Surplus goods may be a revenue windfall in disguise.

By describing something as "marketable," people in the business world mean that it is fit to sell on the market. Surplus is the amount of product that a company manufactures or produces in excess of what is necessary to continue operations. Marketable surplus is a term that agriculturalists use to refer to a specific type of surplus that farmers and ranchers deal with.

Definition

Farming requires investment. Farmers must make financial investments in labor, tools, fertilizer and land. They must also invest in seeds. If it is the farmer's first year to grow a certain crop, he probably has to purchase seeds from someone else. A farmer must also invest in the form of personal labor. The marketable surplus for an agricultural entrepreneur is the surplus of produce that exists after the point at which he can make back any money he paid to laborers or used to buy tools, fertilizer and land.

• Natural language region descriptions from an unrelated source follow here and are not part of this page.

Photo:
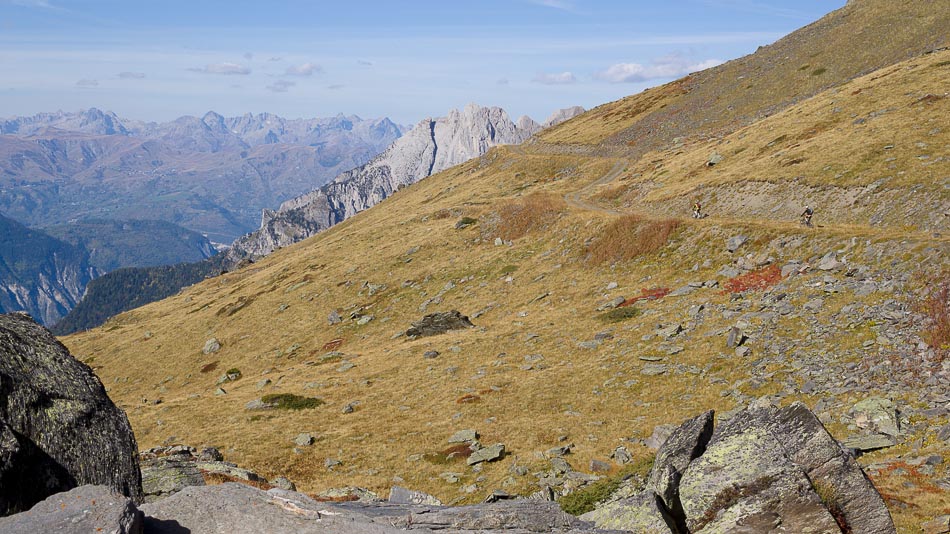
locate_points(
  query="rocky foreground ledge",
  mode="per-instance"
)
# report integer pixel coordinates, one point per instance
(68, 464)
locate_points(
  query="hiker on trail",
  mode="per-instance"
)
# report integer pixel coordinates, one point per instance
(806, 216)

If he takes some of the crop for his own family's consumption and to use as seed for the next year, he must account for this as well before calculating the marketable surplus. In this way, marketable surplus is what a farmer makes for his personal labor.

Use

Marketable surplus is the portion of a harvest that a farmer can sell on the market to earn a profit. With this profit she can reinvest into farming operations by purchasing more land or better farming equipment. She may also simply save this profit or use it to purchase personal items.

Uncertainty

In agriculture, farmers and ranchers can never know exactly how much product their efforts will yield for a particular season until it is over. For this reason, a farmer may not know what his marketable surplus will be until he actually harvests his fields. This uncertainty of the size of a crop's marketable surplus lends a certain level of uncertainty to the farmer's income expectations.

Marketed Surplus

Another term that closely relates to marketable surplus is marketed surplus. In some cases, these terms may be interchangeable. The principal difference is time perspective: marketable surplus is produce that a farmer currently has on hand to take to market to earn a profit, while marketed surplus is what she has already taken to market to earn a profit.